Sounds to me like that makes it official!
This makes it more of a dilemma, posing a big problem for us and our allies, which favor Assad’s overthrow but yet would power-up the militant fighters and their buddies in Al Qaeda. The whole thing started only two years ago with peaceful demonstrations against the government (you remember “Arab Spring?”). Then it descended into a civil war with tens of thousands killed.

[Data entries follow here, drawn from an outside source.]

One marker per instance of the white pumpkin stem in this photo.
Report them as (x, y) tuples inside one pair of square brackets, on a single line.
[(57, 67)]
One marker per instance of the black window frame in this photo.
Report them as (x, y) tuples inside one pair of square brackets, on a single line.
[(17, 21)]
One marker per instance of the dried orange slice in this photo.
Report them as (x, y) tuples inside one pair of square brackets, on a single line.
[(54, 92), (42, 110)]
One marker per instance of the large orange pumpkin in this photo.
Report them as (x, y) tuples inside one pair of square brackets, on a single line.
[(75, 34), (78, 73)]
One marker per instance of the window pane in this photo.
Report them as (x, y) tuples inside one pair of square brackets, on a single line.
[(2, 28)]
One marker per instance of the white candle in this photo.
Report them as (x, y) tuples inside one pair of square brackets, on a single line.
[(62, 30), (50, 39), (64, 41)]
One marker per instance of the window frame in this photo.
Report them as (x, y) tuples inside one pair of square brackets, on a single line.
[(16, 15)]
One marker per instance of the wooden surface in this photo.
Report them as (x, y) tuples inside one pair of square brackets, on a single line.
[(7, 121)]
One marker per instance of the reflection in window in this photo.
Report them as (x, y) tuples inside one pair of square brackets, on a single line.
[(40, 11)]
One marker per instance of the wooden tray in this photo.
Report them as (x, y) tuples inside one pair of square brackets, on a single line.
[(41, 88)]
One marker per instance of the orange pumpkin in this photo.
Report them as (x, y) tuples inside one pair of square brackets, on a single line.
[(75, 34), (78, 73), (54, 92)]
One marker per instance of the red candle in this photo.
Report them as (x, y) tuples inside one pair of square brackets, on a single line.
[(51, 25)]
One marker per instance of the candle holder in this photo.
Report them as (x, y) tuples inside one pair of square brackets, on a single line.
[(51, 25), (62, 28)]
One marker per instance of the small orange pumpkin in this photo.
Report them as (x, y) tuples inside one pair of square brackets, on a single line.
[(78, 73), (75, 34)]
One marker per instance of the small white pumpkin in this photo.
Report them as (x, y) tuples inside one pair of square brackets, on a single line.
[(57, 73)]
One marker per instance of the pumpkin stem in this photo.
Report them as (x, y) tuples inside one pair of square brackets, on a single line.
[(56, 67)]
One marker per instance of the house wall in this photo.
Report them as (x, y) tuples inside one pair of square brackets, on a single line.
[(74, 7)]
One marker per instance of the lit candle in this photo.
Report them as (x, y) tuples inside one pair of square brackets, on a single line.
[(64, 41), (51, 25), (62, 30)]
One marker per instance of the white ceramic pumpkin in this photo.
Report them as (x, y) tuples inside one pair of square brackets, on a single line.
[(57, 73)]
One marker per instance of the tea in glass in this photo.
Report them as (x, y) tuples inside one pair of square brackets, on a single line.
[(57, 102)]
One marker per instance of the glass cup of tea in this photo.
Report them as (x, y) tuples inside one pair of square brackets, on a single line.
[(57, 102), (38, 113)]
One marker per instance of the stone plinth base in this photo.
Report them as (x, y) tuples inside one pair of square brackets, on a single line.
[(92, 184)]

So, here we sit, waiting for President Obama to make a move. We know — fully — that public opinion in the United States is strongly against military involvement in Syria and no one, certainly, wants to see American troops on the ground there. One huge move that COULD be done is to finally throw the problem — and possible solution — into the arms of Congress. Yes, Congress; those 435 Representatives and 100 Senators that have the reputation of doing NOTHING, might wind up being responsible human beings after all. Maybe they’d even have a real, logical, productive session or two and come to a reasonable, safe conclusion (he said, sarcastically!). Congress, after all, could take this dilemma away from the President, Secretary of State and Defense Secretary, to a degree, and SUGGEST alternatives.
Of course, it’s a dilemma for the President. I think he ought to be commended for gritting his teeth and holding back on decisions that would put us back into deploying troops or air power into the conflict. On the other hand, he’s being criticized for the nondecision side of it. You want to figure it out?
It’s called the epitome of being put between a rock and a hard place!